Use of locally approximated bulk stream properties means that there is no need to carry mole fractions for each stream since there is no need to invoke a rigorous thermodynamic properties calculations. Combined with using component mass flows, this enables us to build process flowsheets that eliminate a vast majority of nonlinearities which appear in the current generation of rigorous flowsheet models.

2. Introduce detailed plant flow diagram as a common topological structure that is a basis for all plant models (from optimization to scheduling to planning).

An immediate question that arises from that is e.g. how can a scheduling model or multi-period planning model include e.g. all heat exchangers, pumps, etc. and still be solve reliably and quickly? That is possible if each node in a plant network can be instantiated at different levels of abstraction. For instance, a heat exchanger model instantiation for a planning or for a scheduling model may be comprised of only mass balance equations. Such model is linear and its presence in the planning model will not hinder the convergence.

Therefore, we introduce different levels on node and stream abstractions, depending on the purpose of a specific plant model. If one is to optimize operation (or plan or schedule) of a plant, there are different options. Optimization based on mass balances only has the lowest cost since it does not account for energy costs. If one adds energy balances at fixed stream unit enthalpies, the minimal cost increases and the optimum may lie at somewhat different point. Inclusion of energy balances brings us to the vicinity of the true optimum, since the bulk material and energy costs determine the vicinity of the true optimum. If we go one step further and include local approximation of stream unit enthalpy (and other properties), the optimum solution is likely to change but not very far. Note that in the above abstraction hierarchy, the nonlinearity of the plant model depends on the nonlinearities of the node models, since at the flowsheet level streams representation is linear.

In addition to plant models being instantiated at different levels of stream abstraction from one business application to another, different levels of stream abstraction are also needed at different sections of a flowsheet in order to make them easier to solve and meet the business purpose for which the model is built. Similarly, node models need to be able to be instantiated at different levels of abstraction (e.g. material balance only, or material end energy balances, or...).
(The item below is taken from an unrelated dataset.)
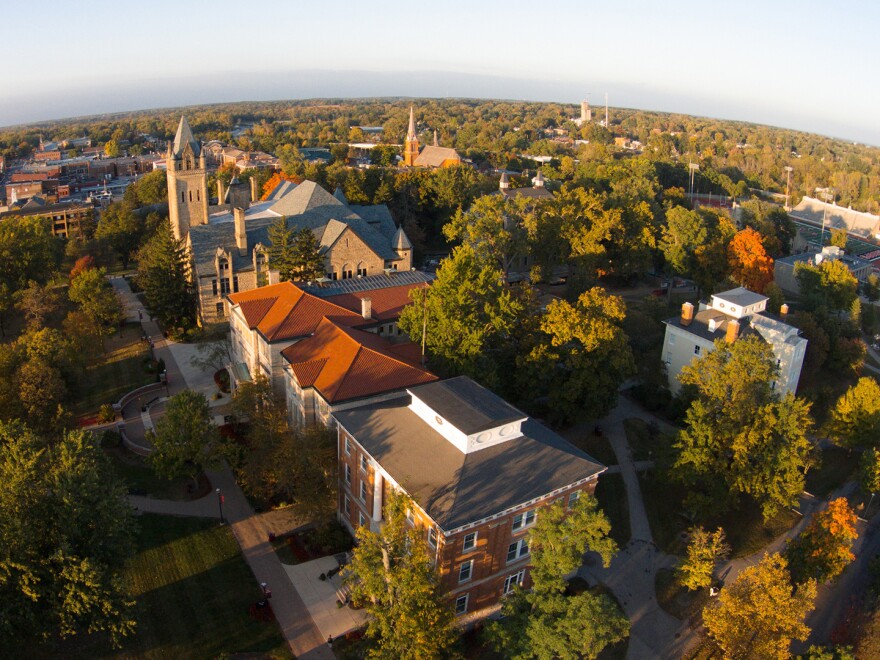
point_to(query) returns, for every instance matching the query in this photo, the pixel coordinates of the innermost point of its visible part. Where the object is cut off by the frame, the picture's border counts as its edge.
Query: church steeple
(411, 146)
Please note that moving from coarser (mass balance only) to finer (mass and energy balances) abstractions results in solutions at a coarser level that can be used as initial points for the more detailed abstraction of the model. The unified modeling paradigm proposed by this work enables such inheritance through construction of composite solution algorithms that successively solve the models that are based on the same plant topology.

Use of mass instead of moles also (sometimes) leads to conversion-based (or yield-based) reactor models that are (more) linear vs. nonlinear mole based reactor models. For instance, RGIBBS model of autothermal reactor converting methane to hydrogen and CO is linear if based on mass units and is highly nonlinear if based on mole fractions.

It is proposed that at the node models be linear or almost linear (surrogate) models which are updated from more detailed rigorous or hybrid models. That ensures rapid convergence of large plant models, making the suitable for RTO or for planning or for scheduling. Once the entire model is converged, if an increased accuracy is required, the approximate stream properties or approximate node models are updated and the entire model is resolved.

Above approach requires construction of multi-phase composite algorithms, which converge successively plant models at different abstraction levels until the desired accuracy is attained. We illustrate this via optimization of a blue hydrogen plant model, showing that the results obtained are very close to the rsults from rigorous simulations and at the same time the solutions times are such that solving rapidly multi-period models is not a challenge.